In those years, I was driven by anger. People would often tell me, “Richard, you have to have faith.” That irritated me. I didn’t know what I was supposed to have faith in, and it seemed to me that faith was a show of weakness. A man needed to act without advice or aid from anyone, I thought. So I created what I thought was a clever response. When someone told me I needed to have faith, I ’d retort that the word faith was actually an acronym for Find Another Indian To Hassle.
We militants had a mantra in those days that was reputed to have come from the great Lakota Sioux war chief Crazy Horse. Everyone in what we called “the struggle” used this mantra. The words were, “This is a good day to die.” We believed those words meant that, as warriors, we should be prepared to lay down our lives for the people, to fight to the end. We wore our red headbands, camouflage clothing, fringed buckskin vests and moccasins with pride, bearing that brave statement before us. Everywhere I met young Native people, that mantra was what brought us together.
One summer during that time I attended the Indian Ecumenical Conference in Morley, Alberta. A large number of traditional teachers and medicine people came there to share their teachings and ceremonies.
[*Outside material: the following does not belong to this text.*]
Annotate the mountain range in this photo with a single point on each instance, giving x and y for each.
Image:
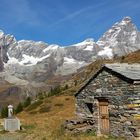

Morley was the place to be seen if you were any sort of radical. Those teachings and ceremonies were what we had pledged to protect, and being there when they were practised was the ultimate proof of your worthiness.
The spirit and energy of the gathering made me uncomfortable, though. I felt wrong there—that was the only word I could find for my anxiety. As I sat in sessions and participated in rituals, I felt invalid. So, because I was not a brave person, I reacted out of my adopted militancy. Whenever I felt challenged, I simply repeated the magic words of inclusion: today is a good day to die.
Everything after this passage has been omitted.